Por entonces también descubrí que la ciudad era inmensa (mis dominios se extendieron al Inca y luego a Carcelén) y que mi casa, estaba irremediablemente en un zona casi prohibida. Mis nuevos amigos del colegio no querían ir a mi casa, había menos buses escolares para mi... en definitiva, el sur era algo especial.
Nunca sentí vergüenza de mi “sector”, pero fui asumiendo que todo lo bueno de la vida (era adolescente, pobre de mi) estaba en el norte: cines, centros de entretenimiento, centros comerciales, los mejores colegios de mujeres, es decir, yo dormía en el Sur, pero vivía en Norte.

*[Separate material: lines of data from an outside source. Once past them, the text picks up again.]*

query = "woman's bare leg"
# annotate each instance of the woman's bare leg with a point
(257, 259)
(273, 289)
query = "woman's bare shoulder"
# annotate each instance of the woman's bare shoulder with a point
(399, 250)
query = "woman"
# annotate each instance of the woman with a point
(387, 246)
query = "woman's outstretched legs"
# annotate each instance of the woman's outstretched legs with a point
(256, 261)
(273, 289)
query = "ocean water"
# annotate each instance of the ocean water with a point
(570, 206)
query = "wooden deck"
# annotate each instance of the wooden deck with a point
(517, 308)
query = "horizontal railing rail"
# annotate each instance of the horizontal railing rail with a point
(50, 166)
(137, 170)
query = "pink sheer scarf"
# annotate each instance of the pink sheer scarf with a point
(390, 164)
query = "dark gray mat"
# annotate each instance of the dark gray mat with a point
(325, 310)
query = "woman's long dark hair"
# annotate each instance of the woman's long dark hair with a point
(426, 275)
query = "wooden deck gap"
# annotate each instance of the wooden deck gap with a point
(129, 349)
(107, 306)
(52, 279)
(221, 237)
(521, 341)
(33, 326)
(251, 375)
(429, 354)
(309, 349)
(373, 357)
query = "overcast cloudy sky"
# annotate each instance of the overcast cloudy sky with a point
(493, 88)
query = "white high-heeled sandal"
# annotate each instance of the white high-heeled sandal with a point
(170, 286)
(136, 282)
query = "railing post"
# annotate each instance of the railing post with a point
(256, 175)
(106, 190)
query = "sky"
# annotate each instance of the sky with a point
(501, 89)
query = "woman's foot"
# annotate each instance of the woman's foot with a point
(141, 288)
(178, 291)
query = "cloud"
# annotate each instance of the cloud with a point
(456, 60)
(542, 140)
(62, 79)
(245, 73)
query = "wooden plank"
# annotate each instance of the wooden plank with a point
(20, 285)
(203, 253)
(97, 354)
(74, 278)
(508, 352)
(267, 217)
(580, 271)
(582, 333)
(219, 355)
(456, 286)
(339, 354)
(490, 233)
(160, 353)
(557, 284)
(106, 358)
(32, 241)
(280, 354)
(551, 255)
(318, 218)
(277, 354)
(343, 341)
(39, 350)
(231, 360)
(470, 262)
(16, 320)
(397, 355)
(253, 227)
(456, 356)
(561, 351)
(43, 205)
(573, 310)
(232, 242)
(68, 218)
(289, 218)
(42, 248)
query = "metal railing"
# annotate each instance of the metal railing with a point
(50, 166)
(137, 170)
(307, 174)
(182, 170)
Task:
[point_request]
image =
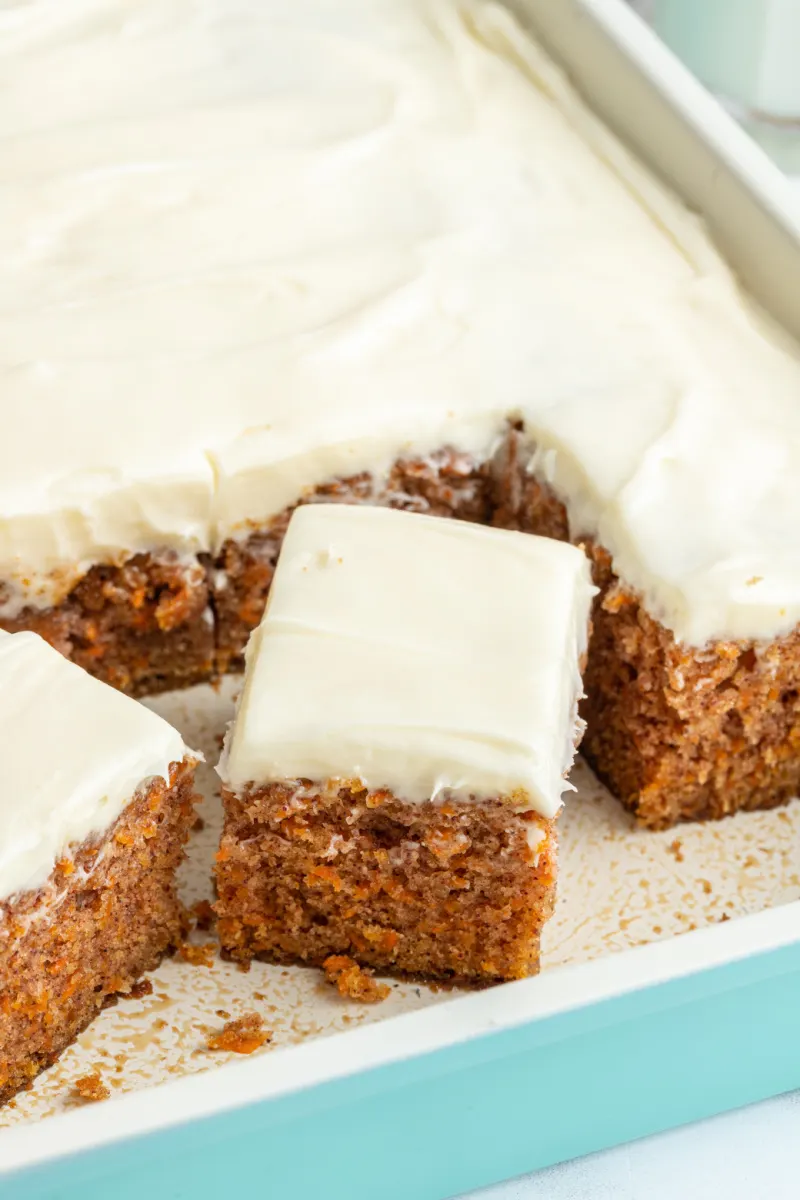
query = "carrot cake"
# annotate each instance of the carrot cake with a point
(96, 802)
(383, 252)
(397, 760)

Llegando a la Universidad, me di cuenta de una verdad. Mis compañeros arquitectos se veían forzados a ir al sur, a analizar el espacio urbano y esas cosas tristes que les toca a ellos. Yo, voluntarioso y cual nativo de la selva, los acompañaba y entonces me di cuenta de la verdad: para ellos, el sur era ir de safari. Era incomprensible que haya un fabricante de guitarras, un zapatero remendón o una verdulera cada cuadra.
Entonces redescubrí, a través de los ojos de ellos, mi sector. El sur sigue siendo otro mundo, un mundo alterno de la ciudad en donde la cultura popular palpita en cada esquina, donde las tribus urbanas son más evidentes, los oficios artesanales se conservan, la línea del tren recuerda a otros tiempos, y no es extraño encontrarse un cultivo de maíz en algunos jardines... el sur guarda todavía mucho de rural
Pero también es la puerta trasera de la ciudad, “para mi, la ciudad se acaba en la Patria”, caótico, “hasta la Virgen del Panecillo nos da la espalda”, hogar de obreros, oficinistas y uno que otro bloger (como el que escribe). Hay que soportar el tráfico como en ninguna otra parte de la ciudad, solo nos llega el trole (versus los TRES sistemas de transporte masivo que funcionan en el norte).
A pesar de todos los pesares, amo vivir aquí. Es más incluyente estar de este lado, ver la ciudad desde acá permite tener una visión más incluyente, permite comprender mejor esta ciudad. Si tiene la oportunidad, visite el sur, acá está una buena parte de la verdad de Quito, venga y conozca “El sur del Cielo”.